Une opération de grande envergure mobilisant des moyens spécialisés
Les recherches, qui ont duré plus de six heures, ont mobilisé des équipes hautement spécialisées. Deux techniciens d'investigation criminelle, un fourgon d'identification criminelle, ainsi que deux maîtres-chiens du Centre national d'instruction cynophile de la gendarmerie ont été déployés sur les lieux. Quatre chiens spécialisés dans la recherche de cadavres ont également participé à cette opération minutieuse.
Le commandant de compagnie adjoint de l'arrondissement de Lure, Jean-Philippe Mondin, a précisé que "l'objectif est de s'assurer qu'il n'y a pas d'autres corps qui sont dissimulés, soit dans le terrain, soit dans la maison". Cette déclaration officielle souligne la gravité des investigations en cours et la détermination des autorités à éclaircir complètement cette affaire sordide.

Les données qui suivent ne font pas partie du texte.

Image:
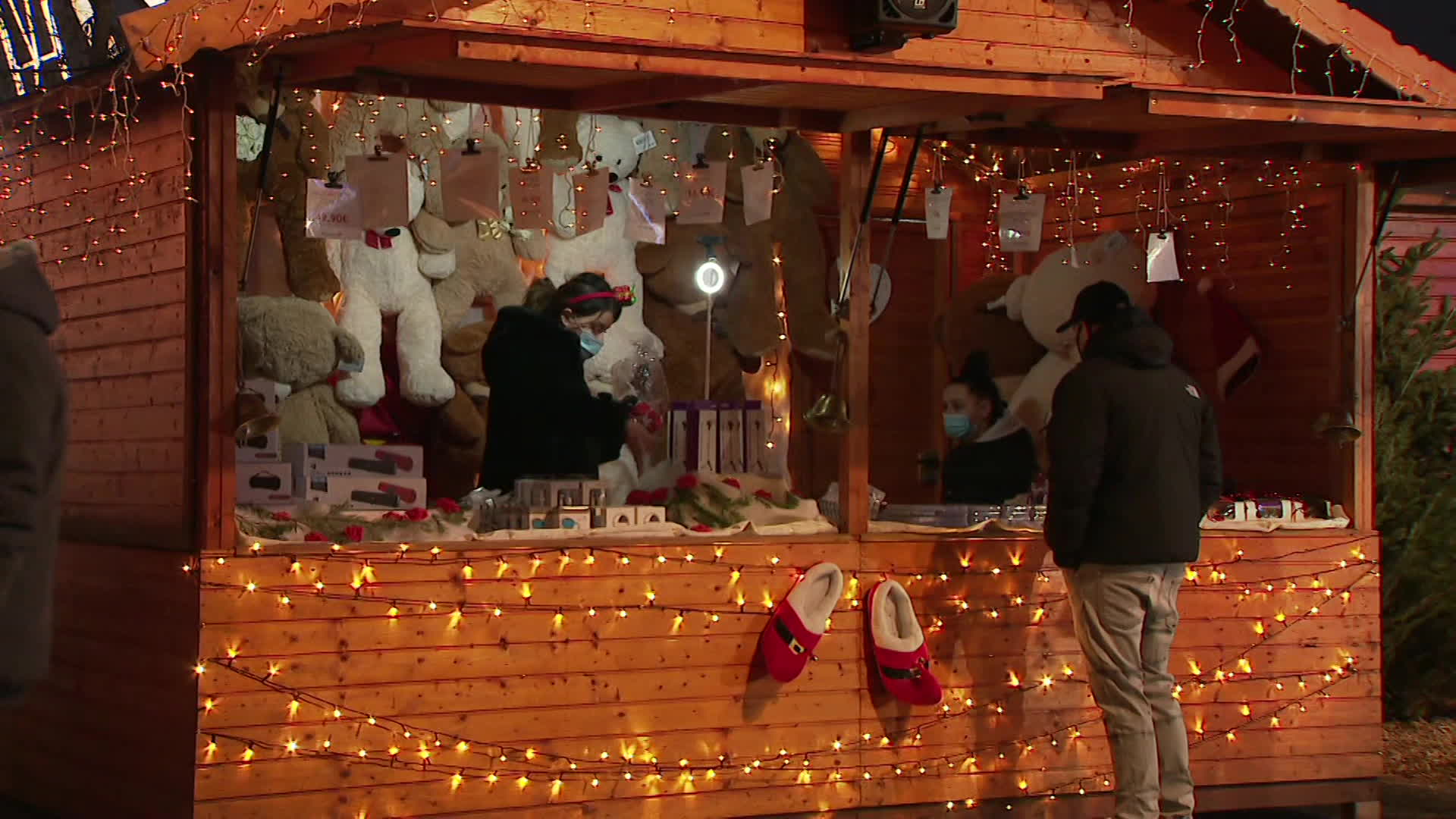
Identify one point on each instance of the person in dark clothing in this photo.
(33, 445)
(992, 457)
(1134, 465)
(542, 420)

La suspecte reconnaît les faits lors des fouilles
Sylvie D., la quinquagénaire mise en examen et écrouée dans cette affaire, était présente sur les lieux pendant le déroulement des fouilles. Cette mère de neuf autres enfants, issus de trois pères différents, a reconnu en garde à vue avoir donné naissance aux deux bébés retrouvés mardi 10 février 2026 dans le congélateur de son domicile.
Selon les déclarations du procureur le jeudi 12 février, la suspecte a expliqué "avoir accouché au domicile" puis "avoir enveloppé les nouveau-nés aussitôt après l'accouchement" avant de les déposer "dans ce congélateur situé dans la buanderie du domicile". Elle a précisé qu'elle était la seule à utiliser cet appareil, ce qui renforce sa responsabilité présumée dans cette affaire.
Des charges graves et des conséquences judiciaires sévères
La femme de 50 ans est poursuivie pour meurtre sur mineurs, comme l'a annoncé le procureur de Besançon à l'AFP le vendredi suivant les faits. Cette accusation extrêmement grave pourrait lui valoir la réclusion criminelle à perpétuité, sanction maximale prévue par le code pénal français pour ce type de crime.
L'enquête se poursuit activement, avec les autorités déterminées à établir toutes les circonstances entourant ces décès tragiques. Les éléments recueillis lors des fouilles du 18 février pourraient jouer un rôle crucial dans la compréhension complète de cette affaire et dans l'établissement des responsabilités pénales.